Eine Kuh muss man schlachten, zerlegen, verpacken, verschiffen, abhängen, grillen und servieren, bevor sie 50 Dollar pro Scheibe wert ist. Aus diesem Grund würde kein für die Fleischindustrie tätiger Analyst den Preis einer lebendigen Kuh, die auf der argentinischen Pampa grast, anhand von Daten aus der New Yorker Gastronomie berechnen. Doch genau so wird der Wert von beschlagnahmtem Heroin in Afghanistan oder abgefangenem Kokain in Kolumbien bisweilen berechnet. In der Realität müssen Drogen und Rindfleisch eine lange Wertschöpfungskette durchlaufen, bis sie ihren endgültigen »Straßenpreis« erreichen. Mag sein, dass man in einem mexikanischen Nachtclub 3 Dollar für ein Gramm Marihuana bekommt oder 5 Dollar in einem amerikanischen College-Schlafsaal. Doch versteckt in einem Lagerhaus in Tijuana, ist es weitaus weniger wert – es muss noch über die Grenze geschmuggelt, in handelsübliche Portionen abgepackt und an die Konsumenten verkauft werden. Die besten verfügbaren Schätzungen legen nahe, dass der Großhandelspreis für Marihuana in Mexiko bei etwa 80 Dollar pro Kilo liegt, also lediglich 8 Cent pro Gramm.3 Zu diesem Preis wäre das geheime Depot in Tijuana also eher 10 Millionen Dollar wert gewesen – wahrscheinlich sogar weniger, da jemand, der 100 Tonnen eines illegalen Produkts versteckt, dieses vermutlich nicht kiloweise verkaufen kann. Der Drogenfund in Tijuana war ein Riesending, und zweifellos mussten in dem Kartell, das die Ware verlor, buchstäblich ein paar Köpfe rollen. Der 340-Millionen-Dollar-Schlag gegen das organisierte Verbrechen, über den die meisten Zeitungen berichteten, war jedoch reine Fantasie: Der tatsächliche Schaden für die Kriminellen, denen das Marihuana-Depot gehörte, betrug vermutlich weniger als 3 Prozent dieser Summe.

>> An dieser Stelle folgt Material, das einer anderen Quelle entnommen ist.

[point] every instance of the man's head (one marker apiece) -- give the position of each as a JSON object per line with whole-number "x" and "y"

Wenn Schätzungen hinsichtlich des Werts eines einzigen großen Drogenfunds in einem Lagerhaus in Tijuana derart unrealistisch waren, was könnte man dann noch alles herausfinden, wenn man den Drogenhandel aus einer vollkommen anderen Perspektive betrachtete und grundlegendes Wirtschaftswissen anwendete, fragte ich mich. Wenn wir noch einmal einen Blick auf die Kartelle werfen, werden weitere Ähnlichkeiten mit legalen Unternehmen deutlich. Kolumbianische Kokainproduzenten sichern ihre Profite dadurch, dass sie ihre Versorgungsketten gestrafft haben, ganz ähnlich wie Walmart. Mexikanische Kartelle haben auf Franchise-Basis expandiert, mit demselben Erfolg wie McDonald’s. In El Salvador haben die einst tödlich verfeindeten tätowierten Straßenbanden entdeckt, dass Zusammenarbeit manchmal profitabler ist als Wettbewerb. Karibische Kriminelle nutzen die stinkenden Gefängnisse der Insel als Arbeitsvermittlungen, um ihren Personalbedarf zu decken. Wie andere große Firmen experimentieren inzwischen auch Drogenkartelle mit Produktionsverlagerung ins Ausland, was ihre Probleme in neue, anfälligere Länder trägt. Sie versuchen, ihr Geschäftsfeld zu erweitern, was auch die meisten anderen Unternehmen tun, wenn sie eine gewisse Größe erreicht haben. Nicht zuletzt stellt das Online-Geschäft eine neue Herausforderung dar: Dort sind auch die Kartelle längst präsent – wie der ganz gewöhnliche Einzelhandel.

Volks- und betriebswirtschaftliche Analysemethoden auf Drogenkartelle anzuwenden mag zunächst unerhört erscheinen. Das Versagen, die Ökonomie der Drogenkartelle zu begreifen (und weiterhin Fantasiezahlen zu verbreiten wie das 500-Millionen-Dollar-Feuer in Tijuana), hat jedoch dazu geführt, dass die Regierungen Geld und Menschenleben in Maßnahmen investieren, die nicht funktionieren. Die Steuerzahler dieser Welt geben jährlich über 100 Milliarden Dollar für die Bekämpfung des Rauschgifthandels aus. Amerika stellt allein auf Bundesebene an die 20 Milliarden im Jahr zur Verfügung, verzeichnet 1,7 Millionen Festnahmen wegen Drogendelikten und schickt eine Viertelmillion Menschen ins Gefängnis.4 In Ländern, die Drogen produzieren und verkaufen, haben Militäroffensiven gegen die Branche zu schwindelerregenden Opferzahlen geführt. Die Mordrate in Mexiko, wenngleich beängstigend, ist nicht so hoch wie die manch anderer Länder entlang der Kokainroute, wo jedes Jahr Tausende mehr im Drogenkrieg ermordet werden. Die öffentlichen Investitionen sind hoch und die Beweise, um diese zu rechtfertigen, fadenscheinig.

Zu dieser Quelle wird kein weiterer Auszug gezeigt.